A reunião aconteceu na residência do embaixador brasileiro em Paris. No mesmo momento, do lado de fora, ativistas do Greenpeace protestaram contra a política ambiental do governo Bolsonaro e, segundo comunicado da ONG, contra a cumplicidade da “França e de empresas como a Total, que desenvolvem projetos destrutivos no Brasil".

OCDE

O embaixador Carlos Cozendey disse que o ministro apresentou na OCDE a política ambiental brasileira como parte do processo de adesão do Brasil à organização, sediada em Paris. A apresentação estava prevista há vários meses e ele decidiu vir pessoalmente defender a posição brasileira. Essa decisão foi tomada “antes da crise e dos incêndios na Amazônia”, garantiu Cozendey.

Ao comitê da OCDE, Salles “reafirmou o compromisso do Brasil com o acordo de Paris”. O ministro disse que defende a “bioeconomia”, o desenvolvimento sustentável e a busca de atividades produtivas que permitam aos 20 milhões de moradores da região amazônica de viver e não cair em atividades ilegais”.

Imprensa francesa

O ministro brasileiro fugiu da coletiva à imprensa na embaixada, mas falou com exclusividade a alguns jornalistas franceses. Le Figaro publicou nesta sexta-feira uma entrevista com Ricardo Salles como o título: “Amazônia; o Brasil contra-ataca”. O ministro também conversou com a Agência France Presse. Aos dois veículos, ele afirmou as mesmas coisas.
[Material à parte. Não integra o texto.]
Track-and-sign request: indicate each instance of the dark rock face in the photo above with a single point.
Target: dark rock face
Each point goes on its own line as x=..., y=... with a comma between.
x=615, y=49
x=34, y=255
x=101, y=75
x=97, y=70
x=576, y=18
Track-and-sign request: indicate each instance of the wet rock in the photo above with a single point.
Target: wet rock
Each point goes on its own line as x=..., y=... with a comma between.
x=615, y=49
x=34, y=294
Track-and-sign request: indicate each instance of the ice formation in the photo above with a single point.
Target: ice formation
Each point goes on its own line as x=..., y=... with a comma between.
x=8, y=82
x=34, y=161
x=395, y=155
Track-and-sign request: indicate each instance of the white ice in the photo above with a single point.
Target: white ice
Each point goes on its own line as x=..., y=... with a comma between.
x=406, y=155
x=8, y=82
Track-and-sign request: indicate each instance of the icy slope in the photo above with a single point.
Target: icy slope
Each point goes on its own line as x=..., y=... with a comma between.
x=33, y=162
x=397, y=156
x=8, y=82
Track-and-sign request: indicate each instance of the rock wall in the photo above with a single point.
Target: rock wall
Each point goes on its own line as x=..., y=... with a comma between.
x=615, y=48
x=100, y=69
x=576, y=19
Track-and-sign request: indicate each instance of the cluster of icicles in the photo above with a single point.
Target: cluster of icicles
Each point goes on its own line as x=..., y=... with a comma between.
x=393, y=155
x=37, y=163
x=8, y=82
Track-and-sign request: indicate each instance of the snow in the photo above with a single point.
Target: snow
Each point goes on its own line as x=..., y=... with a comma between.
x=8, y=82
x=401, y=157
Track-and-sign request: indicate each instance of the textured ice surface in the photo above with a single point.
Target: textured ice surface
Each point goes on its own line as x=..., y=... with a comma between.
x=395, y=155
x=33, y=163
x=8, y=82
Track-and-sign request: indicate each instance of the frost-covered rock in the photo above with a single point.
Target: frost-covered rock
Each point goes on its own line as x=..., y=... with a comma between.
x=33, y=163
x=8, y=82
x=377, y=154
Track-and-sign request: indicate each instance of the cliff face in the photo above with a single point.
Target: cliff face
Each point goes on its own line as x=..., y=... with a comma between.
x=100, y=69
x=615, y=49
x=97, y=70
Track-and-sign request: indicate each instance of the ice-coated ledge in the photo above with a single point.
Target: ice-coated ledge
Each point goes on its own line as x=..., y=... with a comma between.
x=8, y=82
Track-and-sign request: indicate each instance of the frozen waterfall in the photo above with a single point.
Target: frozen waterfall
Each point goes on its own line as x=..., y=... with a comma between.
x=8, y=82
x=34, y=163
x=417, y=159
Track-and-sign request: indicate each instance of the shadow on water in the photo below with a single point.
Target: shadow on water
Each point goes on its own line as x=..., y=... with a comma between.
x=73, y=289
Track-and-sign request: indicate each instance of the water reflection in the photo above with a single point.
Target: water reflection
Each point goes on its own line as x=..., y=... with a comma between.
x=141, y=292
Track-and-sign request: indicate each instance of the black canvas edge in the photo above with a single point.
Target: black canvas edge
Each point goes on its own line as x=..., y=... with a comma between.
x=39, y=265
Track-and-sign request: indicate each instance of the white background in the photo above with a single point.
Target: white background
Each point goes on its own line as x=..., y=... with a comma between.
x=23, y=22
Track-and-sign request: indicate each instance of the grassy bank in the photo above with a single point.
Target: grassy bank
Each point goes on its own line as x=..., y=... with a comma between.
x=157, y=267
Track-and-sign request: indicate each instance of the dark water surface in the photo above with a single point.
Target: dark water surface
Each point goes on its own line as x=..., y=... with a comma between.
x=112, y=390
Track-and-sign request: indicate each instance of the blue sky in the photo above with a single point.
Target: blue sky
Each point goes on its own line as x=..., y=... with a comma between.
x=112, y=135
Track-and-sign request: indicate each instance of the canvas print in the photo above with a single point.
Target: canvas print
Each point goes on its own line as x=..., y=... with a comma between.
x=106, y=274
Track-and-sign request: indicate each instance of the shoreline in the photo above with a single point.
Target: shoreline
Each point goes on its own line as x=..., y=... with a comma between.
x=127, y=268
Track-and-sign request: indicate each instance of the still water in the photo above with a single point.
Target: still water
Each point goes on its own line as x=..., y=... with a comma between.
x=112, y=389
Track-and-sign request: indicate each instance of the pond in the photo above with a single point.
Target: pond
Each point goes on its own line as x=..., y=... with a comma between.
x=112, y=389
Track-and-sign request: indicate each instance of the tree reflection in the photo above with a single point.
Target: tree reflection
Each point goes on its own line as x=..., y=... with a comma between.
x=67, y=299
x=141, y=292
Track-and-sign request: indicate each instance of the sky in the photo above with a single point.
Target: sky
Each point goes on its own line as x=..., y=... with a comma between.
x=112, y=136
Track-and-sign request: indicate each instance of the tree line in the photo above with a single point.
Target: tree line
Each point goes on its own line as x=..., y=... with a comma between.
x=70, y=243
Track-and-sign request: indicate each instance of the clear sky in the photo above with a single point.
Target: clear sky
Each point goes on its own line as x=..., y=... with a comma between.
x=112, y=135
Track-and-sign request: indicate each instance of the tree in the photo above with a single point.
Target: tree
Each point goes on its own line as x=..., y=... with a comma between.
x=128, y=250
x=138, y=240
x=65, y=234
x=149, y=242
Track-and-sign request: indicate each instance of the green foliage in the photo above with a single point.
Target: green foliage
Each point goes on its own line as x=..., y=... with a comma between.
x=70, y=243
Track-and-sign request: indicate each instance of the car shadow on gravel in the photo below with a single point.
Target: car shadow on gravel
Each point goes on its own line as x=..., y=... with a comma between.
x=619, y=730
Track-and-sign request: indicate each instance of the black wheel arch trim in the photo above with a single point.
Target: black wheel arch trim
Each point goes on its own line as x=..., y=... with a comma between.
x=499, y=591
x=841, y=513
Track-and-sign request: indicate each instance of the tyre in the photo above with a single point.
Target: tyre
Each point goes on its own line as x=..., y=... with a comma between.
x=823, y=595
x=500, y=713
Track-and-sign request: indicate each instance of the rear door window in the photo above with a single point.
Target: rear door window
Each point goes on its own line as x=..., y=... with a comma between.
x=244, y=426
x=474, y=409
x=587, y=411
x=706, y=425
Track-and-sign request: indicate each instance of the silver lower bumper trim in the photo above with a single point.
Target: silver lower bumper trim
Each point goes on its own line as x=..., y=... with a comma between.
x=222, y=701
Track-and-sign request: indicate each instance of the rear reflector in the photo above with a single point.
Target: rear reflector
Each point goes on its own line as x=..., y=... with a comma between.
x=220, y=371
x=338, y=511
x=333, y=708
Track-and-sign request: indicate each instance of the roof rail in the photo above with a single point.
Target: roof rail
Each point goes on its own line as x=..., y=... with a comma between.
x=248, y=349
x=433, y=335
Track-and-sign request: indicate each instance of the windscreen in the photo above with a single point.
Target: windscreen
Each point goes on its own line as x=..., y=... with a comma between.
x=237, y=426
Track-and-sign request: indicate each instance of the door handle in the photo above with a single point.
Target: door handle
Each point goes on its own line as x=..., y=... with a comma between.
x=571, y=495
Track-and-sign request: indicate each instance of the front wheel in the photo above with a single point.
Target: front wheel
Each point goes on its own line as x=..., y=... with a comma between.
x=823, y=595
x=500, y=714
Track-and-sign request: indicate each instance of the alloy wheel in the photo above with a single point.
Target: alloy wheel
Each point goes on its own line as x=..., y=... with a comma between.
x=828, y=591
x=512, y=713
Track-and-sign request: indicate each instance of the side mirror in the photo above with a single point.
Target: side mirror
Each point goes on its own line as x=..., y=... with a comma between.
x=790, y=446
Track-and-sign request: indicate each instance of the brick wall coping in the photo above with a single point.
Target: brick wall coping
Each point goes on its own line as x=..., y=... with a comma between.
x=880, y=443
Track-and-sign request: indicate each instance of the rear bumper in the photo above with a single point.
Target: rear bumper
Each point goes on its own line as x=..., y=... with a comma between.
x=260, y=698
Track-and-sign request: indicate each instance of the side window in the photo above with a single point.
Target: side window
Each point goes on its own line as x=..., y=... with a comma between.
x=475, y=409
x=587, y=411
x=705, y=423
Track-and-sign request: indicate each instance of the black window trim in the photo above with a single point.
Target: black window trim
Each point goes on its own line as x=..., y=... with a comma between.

O jornal conservador escreve que Salles veio “denunciar a desinformação das últimas semanas sobre a responsabilidade do governo Bolsonaro na aceleração do desmatamento da Amazônia”. À AFP ele declarou que veio "fornecer dados completos porque, nos últimos meses, muitas informações sobre os incêndios na Amazônia foram imprecisas". O desmatamento na floresta quase dobrou desde que Jair Bolsonaro chegou ao poder em janeiro de 2019, em comparação com o mesmo período do ano passado, mas à AFP Ricardo Salles declarou que é preciso examinar "todos os dados históricos" desde 2004 - 2005, quando "o desmatamento atingiu o triplo de hoje, antes de declinar e depois subir, ano após ano, a partir de 2012".
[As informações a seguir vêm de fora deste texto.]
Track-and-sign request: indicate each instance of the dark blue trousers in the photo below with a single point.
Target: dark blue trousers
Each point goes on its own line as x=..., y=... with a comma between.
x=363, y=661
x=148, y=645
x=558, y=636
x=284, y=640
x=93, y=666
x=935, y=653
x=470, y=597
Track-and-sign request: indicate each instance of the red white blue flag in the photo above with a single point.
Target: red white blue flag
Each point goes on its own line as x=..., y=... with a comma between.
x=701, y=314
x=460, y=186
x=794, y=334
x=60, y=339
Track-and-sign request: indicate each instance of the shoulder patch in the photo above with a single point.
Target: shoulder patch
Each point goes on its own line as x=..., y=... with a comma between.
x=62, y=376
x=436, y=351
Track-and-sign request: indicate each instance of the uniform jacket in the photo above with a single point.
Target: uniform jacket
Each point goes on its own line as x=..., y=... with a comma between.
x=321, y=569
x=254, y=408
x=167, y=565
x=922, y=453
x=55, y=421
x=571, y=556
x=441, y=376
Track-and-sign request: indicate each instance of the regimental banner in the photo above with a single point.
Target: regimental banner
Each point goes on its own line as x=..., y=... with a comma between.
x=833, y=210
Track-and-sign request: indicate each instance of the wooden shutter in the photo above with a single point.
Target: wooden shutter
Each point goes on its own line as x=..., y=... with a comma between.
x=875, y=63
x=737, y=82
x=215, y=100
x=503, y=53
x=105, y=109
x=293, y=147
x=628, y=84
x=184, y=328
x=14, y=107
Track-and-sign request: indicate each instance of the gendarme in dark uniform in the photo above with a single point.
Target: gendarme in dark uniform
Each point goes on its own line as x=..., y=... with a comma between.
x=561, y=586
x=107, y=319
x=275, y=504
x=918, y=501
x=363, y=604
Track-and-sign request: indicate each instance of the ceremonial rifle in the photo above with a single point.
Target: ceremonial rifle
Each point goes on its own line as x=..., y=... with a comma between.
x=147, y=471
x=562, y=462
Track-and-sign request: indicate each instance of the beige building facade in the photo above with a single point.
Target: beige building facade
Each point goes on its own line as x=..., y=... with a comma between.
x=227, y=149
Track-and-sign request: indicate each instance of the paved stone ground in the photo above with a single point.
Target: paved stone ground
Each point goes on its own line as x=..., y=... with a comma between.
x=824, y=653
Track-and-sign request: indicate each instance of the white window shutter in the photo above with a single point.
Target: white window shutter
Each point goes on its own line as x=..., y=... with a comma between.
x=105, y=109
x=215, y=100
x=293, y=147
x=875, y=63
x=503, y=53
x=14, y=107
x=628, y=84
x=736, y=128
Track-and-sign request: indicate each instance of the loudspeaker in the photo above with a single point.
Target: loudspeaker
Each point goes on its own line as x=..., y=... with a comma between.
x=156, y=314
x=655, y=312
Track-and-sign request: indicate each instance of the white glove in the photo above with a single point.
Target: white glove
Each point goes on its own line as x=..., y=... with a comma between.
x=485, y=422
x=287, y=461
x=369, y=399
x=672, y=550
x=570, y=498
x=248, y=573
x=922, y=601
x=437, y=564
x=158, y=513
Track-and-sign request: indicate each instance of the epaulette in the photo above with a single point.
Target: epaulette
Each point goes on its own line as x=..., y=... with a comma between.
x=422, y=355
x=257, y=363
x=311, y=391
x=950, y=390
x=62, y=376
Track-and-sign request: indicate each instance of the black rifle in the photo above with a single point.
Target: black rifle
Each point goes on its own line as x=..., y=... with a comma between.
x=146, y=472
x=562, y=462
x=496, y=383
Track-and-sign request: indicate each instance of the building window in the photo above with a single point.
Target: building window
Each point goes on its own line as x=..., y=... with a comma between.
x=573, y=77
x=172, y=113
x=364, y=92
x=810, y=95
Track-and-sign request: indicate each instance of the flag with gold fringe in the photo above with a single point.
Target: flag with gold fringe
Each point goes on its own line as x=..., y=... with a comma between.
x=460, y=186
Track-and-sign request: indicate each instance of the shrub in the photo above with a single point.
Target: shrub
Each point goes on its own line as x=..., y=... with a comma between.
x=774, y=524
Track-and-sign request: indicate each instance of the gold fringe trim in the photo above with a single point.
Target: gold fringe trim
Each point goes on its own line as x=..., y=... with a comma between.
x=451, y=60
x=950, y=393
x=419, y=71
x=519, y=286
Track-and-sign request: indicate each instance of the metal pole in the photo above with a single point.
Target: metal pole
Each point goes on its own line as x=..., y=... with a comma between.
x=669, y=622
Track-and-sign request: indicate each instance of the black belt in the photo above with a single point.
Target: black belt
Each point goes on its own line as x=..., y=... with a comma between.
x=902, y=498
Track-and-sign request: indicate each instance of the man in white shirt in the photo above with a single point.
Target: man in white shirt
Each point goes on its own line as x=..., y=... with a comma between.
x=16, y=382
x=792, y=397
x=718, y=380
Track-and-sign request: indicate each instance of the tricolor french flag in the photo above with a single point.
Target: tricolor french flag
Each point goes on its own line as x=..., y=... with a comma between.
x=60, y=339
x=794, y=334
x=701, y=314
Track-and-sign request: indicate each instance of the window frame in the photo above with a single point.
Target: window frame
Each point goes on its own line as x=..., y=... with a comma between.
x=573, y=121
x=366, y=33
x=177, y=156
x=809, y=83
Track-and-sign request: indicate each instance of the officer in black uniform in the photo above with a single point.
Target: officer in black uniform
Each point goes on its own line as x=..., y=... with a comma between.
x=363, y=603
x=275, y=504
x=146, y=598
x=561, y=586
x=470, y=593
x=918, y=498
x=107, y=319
"Precisamos focar nas origens desse aumento", que ele aponta estar essencialmente ligado ao "desmatamento ilegal, que devemos combater". Segundo Le Figaro, o advogado de formação, contestado por suas posições a favor do agronegócio, recusa as críticas e as afirmações de que os drásticos cortes orçamentários em seu ministério contribuíram para o aumento dos incêndios. Para a Salvaguarda da Amazônia, Brasília propõe antes de mais nada uma resposta econômica. “Se quiserem ajudar o Brasil, invistam no país”, pediu.

Evolução da situação

Salles promete ao Le Figaro que a “situação dos incêndios na Amazônia vai melhorar rapidamente”. O jornal espera ver as provas fornecidas pelas imagens dos satélites.
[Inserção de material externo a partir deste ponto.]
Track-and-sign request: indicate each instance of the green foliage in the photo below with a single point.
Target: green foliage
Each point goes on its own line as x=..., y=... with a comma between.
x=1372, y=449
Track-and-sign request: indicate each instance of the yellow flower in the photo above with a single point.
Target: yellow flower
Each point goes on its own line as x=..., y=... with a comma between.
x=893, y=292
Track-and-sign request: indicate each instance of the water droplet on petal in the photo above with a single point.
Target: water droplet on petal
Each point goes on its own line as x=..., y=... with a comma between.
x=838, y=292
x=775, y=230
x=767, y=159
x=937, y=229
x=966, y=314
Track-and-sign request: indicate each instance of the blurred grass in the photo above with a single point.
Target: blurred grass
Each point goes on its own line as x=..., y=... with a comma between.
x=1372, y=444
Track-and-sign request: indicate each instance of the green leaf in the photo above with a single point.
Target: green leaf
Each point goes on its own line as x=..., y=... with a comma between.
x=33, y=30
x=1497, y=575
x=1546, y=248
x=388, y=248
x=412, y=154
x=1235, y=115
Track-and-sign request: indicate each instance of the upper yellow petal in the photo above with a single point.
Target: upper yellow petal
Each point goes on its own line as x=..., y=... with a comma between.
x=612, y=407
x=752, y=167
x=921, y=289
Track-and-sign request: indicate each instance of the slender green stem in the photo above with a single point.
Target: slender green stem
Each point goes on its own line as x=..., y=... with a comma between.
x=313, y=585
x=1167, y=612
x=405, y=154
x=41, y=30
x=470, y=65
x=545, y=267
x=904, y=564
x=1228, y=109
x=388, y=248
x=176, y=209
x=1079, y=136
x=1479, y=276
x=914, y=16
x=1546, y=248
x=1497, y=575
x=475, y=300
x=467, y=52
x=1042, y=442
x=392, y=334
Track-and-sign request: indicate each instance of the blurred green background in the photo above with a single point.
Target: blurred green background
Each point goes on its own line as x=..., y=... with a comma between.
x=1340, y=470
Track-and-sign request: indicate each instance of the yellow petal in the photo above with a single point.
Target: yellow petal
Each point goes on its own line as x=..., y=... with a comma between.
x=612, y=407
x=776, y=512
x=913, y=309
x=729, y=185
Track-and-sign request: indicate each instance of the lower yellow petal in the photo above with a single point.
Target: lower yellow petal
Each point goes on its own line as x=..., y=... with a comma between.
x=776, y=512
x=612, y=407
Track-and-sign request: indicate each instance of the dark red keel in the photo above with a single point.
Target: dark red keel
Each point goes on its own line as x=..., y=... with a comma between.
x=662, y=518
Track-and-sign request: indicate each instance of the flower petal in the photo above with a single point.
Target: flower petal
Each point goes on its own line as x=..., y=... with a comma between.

Questionado sobre as acusações de "colonialismo" feitas pelo presidente Bolsonaro em seu discurso na ONU, implicitamente contra a França, o ministro do Meio Ambiente lembrou à AFP as "relações históricas e fortes" entre a França e o Brasil, especialmente "em termos de investimentos".

No entanto, nenhum encontro oficial ou reunião política com autoridades francesas foi programada durante a visita de Salles a Paris. Tudo indica que a tensão diplomática entre os dois países, provocada pela reação de Bolsonaro à posição do presidente Macron sobre os incêndios na Amazônia, ainda não foi superada.

Da França, o ministro brasileiro do Meio Ambiente viaja para a Alemanha, onde deve tentar relançar o financiamento alemão para o Fundo Amazônia. Por fim, ele vai ao Reino Unido.